How Do We Accommodate?

Self Awareness 

I think we begin with a lot more self awareness on everyone’s part. This means being aware and taking responsibility for the judgments we have. I’m talking about people who are disabled and people who are not. 

We often think that if we’re dating someone without a disability that they will certainly have judgments of us, but don’t we also have judgments about them which creates defenses? These defenses then create barriers to further understanding one another.

If we engage with one another from a place of being aware and owning our judgments, that will foster a more genuine understanding and openness with one another.

Willingness to Let Go of What You Think You Want

This will seem contrary to what I usually talk and teach about regarding knowing what kind of partner you want, which I do believe is important. However, it helps to have a little openness to being surprised by what the universe sends your way. While it’s good to know our general type, it’s also very healthy to have wiggle room for the unexpected.

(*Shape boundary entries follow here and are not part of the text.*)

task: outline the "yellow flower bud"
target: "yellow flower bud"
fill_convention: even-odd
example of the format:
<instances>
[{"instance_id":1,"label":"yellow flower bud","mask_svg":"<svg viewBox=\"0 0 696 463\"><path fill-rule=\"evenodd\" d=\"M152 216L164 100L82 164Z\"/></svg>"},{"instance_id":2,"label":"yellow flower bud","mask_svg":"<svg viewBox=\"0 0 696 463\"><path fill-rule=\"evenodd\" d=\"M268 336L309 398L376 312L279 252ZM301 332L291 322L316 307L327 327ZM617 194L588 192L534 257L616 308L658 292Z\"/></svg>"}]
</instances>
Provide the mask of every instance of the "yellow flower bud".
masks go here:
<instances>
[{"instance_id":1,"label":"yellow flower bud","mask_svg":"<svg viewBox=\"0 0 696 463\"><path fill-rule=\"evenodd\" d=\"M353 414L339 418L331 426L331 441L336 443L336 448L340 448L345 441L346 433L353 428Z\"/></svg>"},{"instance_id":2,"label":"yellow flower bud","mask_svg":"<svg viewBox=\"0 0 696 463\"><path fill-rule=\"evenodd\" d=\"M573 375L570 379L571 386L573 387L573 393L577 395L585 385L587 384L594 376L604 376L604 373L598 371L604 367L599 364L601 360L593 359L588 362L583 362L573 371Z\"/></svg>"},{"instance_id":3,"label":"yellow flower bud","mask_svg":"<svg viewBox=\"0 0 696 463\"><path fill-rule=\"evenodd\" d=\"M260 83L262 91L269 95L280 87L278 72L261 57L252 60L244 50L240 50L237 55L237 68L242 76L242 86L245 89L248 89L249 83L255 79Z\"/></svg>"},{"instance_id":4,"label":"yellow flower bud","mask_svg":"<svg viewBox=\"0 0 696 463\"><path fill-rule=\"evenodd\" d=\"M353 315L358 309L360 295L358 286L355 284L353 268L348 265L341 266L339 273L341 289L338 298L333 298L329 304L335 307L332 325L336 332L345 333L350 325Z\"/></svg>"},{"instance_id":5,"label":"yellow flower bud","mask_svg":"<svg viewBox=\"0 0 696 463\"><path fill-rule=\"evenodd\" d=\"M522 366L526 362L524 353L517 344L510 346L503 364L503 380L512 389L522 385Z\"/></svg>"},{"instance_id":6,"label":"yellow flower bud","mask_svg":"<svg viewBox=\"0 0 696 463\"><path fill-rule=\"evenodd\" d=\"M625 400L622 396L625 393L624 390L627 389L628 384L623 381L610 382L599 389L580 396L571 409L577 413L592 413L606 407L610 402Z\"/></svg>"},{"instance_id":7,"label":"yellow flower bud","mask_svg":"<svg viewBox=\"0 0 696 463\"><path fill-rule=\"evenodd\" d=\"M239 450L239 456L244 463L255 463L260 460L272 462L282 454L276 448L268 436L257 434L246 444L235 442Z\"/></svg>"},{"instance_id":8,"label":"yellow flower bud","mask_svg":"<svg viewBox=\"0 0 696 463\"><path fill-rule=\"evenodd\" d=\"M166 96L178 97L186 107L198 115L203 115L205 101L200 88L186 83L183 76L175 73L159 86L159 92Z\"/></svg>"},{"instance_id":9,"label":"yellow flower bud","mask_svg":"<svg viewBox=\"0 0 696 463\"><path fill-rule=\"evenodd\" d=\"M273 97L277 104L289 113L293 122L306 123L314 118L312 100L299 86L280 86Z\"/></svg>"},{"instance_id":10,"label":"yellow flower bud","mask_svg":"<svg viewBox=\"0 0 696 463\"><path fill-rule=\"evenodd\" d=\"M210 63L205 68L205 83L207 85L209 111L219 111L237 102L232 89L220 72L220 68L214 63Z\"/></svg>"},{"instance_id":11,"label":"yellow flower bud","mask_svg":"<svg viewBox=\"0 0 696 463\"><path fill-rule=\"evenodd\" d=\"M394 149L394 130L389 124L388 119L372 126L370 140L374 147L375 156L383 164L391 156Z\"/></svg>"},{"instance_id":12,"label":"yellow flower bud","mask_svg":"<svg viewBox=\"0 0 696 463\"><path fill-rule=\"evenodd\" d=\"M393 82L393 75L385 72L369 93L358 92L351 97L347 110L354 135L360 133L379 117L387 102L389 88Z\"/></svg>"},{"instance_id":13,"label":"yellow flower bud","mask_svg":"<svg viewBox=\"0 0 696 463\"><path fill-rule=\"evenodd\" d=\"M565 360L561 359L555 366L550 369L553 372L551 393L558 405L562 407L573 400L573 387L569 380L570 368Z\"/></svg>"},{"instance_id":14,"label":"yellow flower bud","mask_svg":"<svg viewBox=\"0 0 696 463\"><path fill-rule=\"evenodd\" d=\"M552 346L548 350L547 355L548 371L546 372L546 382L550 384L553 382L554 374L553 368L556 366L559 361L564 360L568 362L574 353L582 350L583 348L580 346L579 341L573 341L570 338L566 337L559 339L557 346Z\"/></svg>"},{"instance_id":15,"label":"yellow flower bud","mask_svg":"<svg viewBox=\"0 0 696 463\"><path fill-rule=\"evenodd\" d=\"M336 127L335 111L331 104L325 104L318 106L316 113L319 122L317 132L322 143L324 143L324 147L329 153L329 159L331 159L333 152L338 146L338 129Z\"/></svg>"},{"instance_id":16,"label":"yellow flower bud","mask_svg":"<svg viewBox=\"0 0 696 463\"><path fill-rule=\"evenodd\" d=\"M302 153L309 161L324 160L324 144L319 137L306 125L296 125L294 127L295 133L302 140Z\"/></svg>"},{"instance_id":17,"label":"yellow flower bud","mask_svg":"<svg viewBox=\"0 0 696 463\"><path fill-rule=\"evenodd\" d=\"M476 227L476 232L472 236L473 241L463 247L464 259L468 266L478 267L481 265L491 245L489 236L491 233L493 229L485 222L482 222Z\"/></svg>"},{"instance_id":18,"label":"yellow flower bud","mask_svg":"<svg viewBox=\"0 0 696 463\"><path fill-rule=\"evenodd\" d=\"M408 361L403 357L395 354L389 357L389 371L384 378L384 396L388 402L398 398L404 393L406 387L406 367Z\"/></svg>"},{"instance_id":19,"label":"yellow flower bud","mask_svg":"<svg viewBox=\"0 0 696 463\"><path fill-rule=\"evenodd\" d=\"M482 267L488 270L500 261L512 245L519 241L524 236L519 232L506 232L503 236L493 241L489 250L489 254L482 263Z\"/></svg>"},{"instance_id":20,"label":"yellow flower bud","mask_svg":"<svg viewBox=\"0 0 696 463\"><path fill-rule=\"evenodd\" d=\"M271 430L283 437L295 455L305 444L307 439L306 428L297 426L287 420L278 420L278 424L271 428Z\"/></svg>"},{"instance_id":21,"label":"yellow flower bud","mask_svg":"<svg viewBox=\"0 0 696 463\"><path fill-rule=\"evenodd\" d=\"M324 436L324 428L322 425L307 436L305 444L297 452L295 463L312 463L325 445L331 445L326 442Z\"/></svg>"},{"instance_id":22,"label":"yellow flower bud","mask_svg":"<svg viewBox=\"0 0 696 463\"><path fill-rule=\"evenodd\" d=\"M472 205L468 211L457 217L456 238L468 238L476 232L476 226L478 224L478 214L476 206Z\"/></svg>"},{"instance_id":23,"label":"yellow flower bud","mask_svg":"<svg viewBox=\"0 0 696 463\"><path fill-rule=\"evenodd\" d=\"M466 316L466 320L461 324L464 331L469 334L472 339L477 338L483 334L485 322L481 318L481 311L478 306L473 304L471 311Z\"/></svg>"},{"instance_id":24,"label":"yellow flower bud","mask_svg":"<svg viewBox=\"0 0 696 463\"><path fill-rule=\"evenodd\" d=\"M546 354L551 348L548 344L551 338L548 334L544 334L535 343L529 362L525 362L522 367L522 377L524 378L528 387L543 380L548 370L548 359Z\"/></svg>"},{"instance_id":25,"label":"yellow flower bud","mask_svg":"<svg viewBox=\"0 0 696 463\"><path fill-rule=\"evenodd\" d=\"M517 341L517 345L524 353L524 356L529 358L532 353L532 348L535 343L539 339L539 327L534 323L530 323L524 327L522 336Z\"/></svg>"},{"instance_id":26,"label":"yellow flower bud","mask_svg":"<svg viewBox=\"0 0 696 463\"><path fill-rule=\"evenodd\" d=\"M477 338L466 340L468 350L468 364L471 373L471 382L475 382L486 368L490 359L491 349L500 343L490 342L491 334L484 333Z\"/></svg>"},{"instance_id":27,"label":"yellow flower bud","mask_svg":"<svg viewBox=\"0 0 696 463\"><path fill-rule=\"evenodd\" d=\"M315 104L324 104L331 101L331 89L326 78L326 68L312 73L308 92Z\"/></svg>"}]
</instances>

I’m sure if six months before my husband met me, if someone said to him, “Hey, you know that woman you’ve been longing to meet? She’ll have cerebral palsy by the way,” he probably would have said, “I don’t think so.” But meeting me and having the openness to let go of expectations as we got to know one another helped him accommodate for a disabled partner.

Become a Problem Solver

When you live with a disability, problem solving becomes second nature because we have to do it constantly. Everything from inaccessible entrances to workplace discrimination to dealing with condescending people, we problem solve.

What I notice in the dating world, is a disability equates to a problem, but not as easily do people think about a solution. When you’re face with the potential of your date being a wheelchair user or on the spectrum, why not ask “Well, how could hanging out with this person work?” This question is so much more accommodating than the “They’re different, this won’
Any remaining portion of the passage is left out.